Birth control pills are also prescribed to treat certain health issues, from Polycystic Ovarian Syndrome (PCOS) to severe acne. Groups who have spoken out against contraceptive coverage have not addressed that side of the issue, focusing instead of the moral aspects of family planning and sparking outrage over the idea of tax-payer funded birth control.

But, as Sebelius told Yahoo! Shine, the new mandate applies to private market plans only. "There are no tax-payer dollars being used to pay for this or any other Institute of Medicine recommendations," she said in an interview. (Medicaid, which is federally funded and covers about 38 million Americans, does cover certain contraceptives but is not affected by the recommendation.)

Birth control pills currently cost $10 to $50 per month, depending on whether they're brand name or generic, and depending on the amount of the total cost covered by a patient's insurance. More than 90 million prescriptions for contraceptives were dispensed in 2009, according the market analysis firm INS health. "The vast majority of large employer plans already cover contraceptives," Sebelius added. "They may not cover it without a deductible or a co-payment, but they cover it."

Since about most major plans already pay for at least some of the prescription contraceptive's price, covering a patient's out-of-pocket costs shouldn't cause everyone's health insurance premiums to go up by much. Any increase in premiums would also be offset by savings that would come from avoiding future health problems, thanks to the 100-percent coverage of health screenings and other newly designated preventive services.

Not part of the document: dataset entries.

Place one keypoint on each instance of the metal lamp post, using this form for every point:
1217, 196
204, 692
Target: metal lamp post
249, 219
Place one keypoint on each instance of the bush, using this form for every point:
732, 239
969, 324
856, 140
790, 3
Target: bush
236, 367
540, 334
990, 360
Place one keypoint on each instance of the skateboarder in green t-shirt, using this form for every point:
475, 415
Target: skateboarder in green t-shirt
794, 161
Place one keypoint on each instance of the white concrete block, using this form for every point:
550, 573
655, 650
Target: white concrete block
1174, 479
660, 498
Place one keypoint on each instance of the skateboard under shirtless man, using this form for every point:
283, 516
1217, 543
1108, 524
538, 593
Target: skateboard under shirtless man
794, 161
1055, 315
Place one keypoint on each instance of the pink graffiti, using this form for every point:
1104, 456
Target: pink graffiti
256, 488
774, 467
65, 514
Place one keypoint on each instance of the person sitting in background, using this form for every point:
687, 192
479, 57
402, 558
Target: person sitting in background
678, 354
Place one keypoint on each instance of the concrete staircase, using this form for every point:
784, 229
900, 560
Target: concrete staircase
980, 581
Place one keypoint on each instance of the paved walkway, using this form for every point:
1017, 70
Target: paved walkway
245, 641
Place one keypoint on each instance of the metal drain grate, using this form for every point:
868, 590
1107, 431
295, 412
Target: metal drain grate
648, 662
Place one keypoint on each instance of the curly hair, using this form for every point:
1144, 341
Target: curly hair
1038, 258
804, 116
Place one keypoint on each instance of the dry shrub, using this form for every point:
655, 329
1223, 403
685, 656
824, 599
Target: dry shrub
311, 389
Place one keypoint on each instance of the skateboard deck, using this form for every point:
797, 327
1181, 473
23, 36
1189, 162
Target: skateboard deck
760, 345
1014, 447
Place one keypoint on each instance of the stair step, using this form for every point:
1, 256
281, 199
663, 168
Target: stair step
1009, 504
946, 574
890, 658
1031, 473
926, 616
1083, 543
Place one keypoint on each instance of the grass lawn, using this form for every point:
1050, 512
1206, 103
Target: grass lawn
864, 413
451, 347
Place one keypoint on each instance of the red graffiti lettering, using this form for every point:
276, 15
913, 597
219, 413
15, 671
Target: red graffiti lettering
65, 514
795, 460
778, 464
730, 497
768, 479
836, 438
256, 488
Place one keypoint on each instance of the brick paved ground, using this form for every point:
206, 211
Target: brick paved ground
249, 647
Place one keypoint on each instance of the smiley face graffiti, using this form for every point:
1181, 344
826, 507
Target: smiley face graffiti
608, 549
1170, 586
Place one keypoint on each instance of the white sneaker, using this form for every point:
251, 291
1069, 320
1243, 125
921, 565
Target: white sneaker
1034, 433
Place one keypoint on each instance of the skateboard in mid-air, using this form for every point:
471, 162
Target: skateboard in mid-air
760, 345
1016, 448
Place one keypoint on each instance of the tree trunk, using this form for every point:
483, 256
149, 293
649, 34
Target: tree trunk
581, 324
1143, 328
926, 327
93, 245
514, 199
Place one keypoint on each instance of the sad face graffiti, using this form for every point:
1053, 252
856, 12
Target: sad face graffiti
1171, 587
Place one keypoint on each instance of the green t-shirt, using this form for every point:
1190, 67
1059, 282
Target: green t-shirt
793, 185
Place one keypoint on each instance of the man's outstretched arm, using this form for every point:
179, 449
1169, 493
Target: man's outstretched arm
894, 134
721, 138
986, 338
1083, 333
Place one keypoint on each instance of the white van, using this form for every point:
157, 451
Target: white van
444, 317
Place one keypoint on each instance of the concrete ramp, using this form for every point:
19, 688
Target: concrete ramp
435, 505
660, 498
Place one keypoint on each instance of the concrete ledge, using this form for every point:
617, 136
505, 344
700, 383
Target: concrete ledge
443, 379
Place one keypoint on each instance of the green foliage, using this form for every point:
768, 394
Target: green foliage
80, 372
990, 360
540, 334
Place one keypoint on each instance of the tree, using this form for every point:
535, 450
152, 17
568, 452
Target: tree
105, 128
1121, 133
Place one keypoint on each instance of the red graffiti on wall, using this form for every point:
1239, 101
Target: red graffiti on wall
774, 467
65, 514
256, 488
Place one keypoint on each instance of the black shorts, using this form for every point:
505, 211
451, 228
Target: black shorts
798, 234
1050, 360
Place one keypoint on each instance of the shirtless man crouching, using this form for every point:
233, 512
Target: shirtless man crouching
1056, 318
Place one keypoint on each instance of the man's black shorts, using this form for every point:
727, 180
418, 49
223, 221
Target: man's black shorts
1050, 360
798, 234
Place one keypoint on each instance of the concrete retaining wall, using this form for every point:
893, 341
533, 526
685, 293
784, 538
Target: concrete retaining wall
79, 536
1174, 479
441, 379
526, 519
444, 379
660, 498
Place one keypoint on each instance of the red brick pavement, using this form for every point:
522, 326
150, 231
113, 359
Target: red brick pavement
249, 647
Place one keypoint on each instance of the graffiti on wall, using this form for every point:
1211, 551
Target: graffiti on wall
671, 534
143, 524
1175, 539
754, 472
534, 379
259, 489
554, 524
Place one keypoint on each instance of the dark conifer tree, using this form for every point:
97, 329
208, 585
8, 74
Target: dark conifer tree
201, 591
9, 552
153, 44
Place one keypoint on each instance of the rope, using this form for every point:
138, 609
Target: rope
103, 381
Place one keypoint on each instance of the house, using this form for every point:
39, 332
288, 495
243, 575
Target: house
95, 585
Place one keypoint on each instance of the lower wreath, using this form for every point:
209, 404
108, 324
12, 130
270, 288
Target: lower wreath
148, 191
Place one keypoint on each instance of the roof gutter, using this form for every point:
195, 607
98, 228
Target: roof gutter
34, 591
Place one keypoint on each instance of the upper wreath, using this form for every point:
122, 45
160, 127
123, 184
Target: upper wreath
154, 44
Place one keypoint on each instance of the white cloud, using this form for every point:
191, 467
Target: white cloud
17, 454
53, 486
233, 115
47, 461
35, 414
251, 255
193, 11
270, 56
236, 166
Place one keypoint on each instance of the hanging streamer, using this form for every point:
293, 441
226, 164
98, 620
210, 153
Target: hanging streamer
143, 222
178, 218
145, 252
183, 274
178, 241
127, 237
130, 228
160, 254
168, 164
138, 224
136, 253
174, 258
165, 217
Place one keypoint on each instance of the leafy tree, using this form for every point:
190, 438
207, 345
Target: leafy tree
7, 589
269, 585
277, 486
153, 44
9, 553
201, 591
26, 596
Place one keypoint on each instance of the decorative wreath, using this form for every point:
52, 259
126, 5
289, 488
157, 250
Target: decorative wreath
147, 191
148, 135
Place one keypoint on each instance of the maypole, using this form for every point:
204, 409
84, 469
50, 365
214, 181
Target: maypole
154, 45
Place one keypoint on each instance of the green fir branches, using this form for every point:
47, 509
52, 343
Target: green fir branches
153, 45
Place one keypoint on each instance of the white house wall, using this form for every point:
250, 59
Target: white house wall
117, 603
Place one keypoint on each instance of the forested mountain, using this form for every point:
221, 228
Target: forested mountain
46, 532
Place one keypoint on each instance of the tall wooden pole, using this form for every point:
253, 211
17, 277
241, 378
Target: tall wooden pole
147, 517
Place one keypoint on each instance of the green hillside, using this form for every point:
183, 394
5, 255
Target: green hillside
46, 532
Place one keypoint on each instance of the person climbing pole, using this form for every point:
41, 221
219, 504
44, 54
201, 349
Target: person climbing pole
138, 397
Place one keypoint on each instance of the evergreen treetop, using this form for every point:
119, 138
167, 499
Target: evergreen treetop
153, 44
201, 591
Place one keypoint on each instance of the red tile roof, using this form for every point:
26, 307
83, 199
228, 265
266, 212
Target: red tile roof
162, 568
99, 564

"Our financial analysts have looked at it and feel that the cost will be minimal," Sebelius said, adding that the Department of Health and Human Services does not have an exact dollar amount. She pointed out that health insurance companies would still be able to set their own cost structures, and could cover generics in full while requiring patients to pay a deductible or co-payment for brand-name versions of a contraceptive.